E non abbiamo il tempo di elencare i palestinesi usati come scudi umani, le cui case sono state demolite, i cui campi sono stati bruciati e le cui attività sono state distrutte.

Sicuramente, tutti loro avevano il diritto di difendersi – ma chi li ha difesi? Non la comunità internazionale, non l’Autorità Palestinese, non l’OLP ovunque si trovi, non i leader palestinesi in Israele, non il mondo arabo. Si pensava che dovessero rimanere del tutto indifesi e si pensa che debbano rimanere tali anche in futuro?

Israele offre ora ad Hamas ciò che ha offerto all’Autorità Palestinese: un modello di prigione a cielo aperto, in cui i detenuti sarebbero alla mercé dei carcerieri israeliani, che offrirebbero diritti di base limitati per vivere e lavorare in cambio di una “buona condotta”. Qualsiasi tentativo di vivere una vita normale e liberata viene immediatamente bollato come terrorismo e la forza dell’esercito viene immediatamente attivata. Il modello di “prigione aperta” è sostituito da un modello di “prigione di massima sicurezza”, dove la punizione collettiva si manifesta sotto forma di bombardamenti aerei, assedi e una lunga lista di crimini di guerra e crimini contro l’umanità.
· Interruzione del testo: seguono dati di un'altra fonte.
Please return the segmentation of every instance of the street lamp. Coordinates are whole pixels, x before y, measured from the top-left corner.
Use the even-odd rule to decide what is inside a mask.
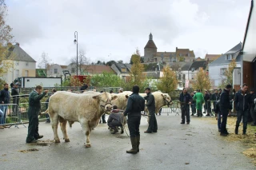
[[[74,43],[77,44],[77,78],[78,76],[78,33],[74,31]]]

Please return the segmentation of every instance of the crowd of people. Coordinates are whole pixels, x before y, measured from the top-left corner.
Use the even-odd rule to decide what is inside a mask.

Chiedo ancora una volta: chi difenderà i palestinesi dalla necessità di scegliere tra due opzioni spietate in Cisgiordania e nella Striscia di Gaza? Nessuno offre una terza opzione. Quando i leader dell’Occidente sosterranno pubblicamente il diritto dei palestinesi a difendersi, come fanno ad esempio in Ucraina? E quando noi del movimento di solidarietà riusciremo a fare pressione su quei leader affinché lo facciano, in modo da essere tutti in grado di prevenire la prossima uccisione, mutilazione ed espulsione di palestinesi innocenti? Speriamo che avvenga presto, prima che sia troppo tardi. 

Fino ad allora, i palestinesi che si difendono da soli dovrebbero avere il nostro pieno sostegno e la nostra ammirazione.
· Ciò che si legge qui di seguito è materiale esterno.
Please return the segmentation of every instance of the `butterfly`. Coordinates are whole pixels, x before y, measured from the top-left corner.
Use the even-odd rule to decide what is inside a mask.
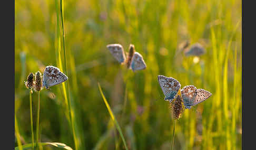
[[[124,49],[121,45],[119,44],[109,44],[107,45],[107,48],[119,63],[122,63],[125,61],[126,57]]]
[[[54,66],[48,66],[44,69],[43,87],[48,89],[50,87],[61,83],[67,79],[67,76],[61,72],[60,69]]]
[[[143,57],[140,53],[135,51],[134,45],[130,45],[129,53],[127,54],[127,59],[121,45],[110,44],[107,45],[107,48],[119,63],[125,63],[128,68],[132,69],[133,71],[146,68],[146,65]]]
[[[200,56],[204,54],[205,50],[201,45],[196,43],[192,45],[190,48],[185,49],[184,52],[186,56],[190,55]]]
[[[177,94],[181,88],[179,81],[172,77],[166,77],[164,76],[157,76],[158,82],[164,93],[164,100],[171,102]]]
[[[193,85],[185,86],[181,92],[184,105],[188,109],[206,100],[212,95],[211,92],[201,89],[197,89]]]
Ilan Pappé è professore all’Università di Exeter. In precedenza è stato docente senior di scienze politiche presso l’Università di Haifa. È autore di The Ethnic Cleansing of Palestine, The Modern Middle East, A History of Modern Palestine: Una terra, due popoli e Dieci miti su Israele. Pappé è descritto come uno dei “nuovi storici” israeliani che, dopo la pubblicazione di documenti pertinenti del governo britannico e israeliano all’inizio degli anni ’80, hanno riscritto la storia della creazione di Israele nel 1948. Ha contribuito con questo articolo a The Palestine Chronicle.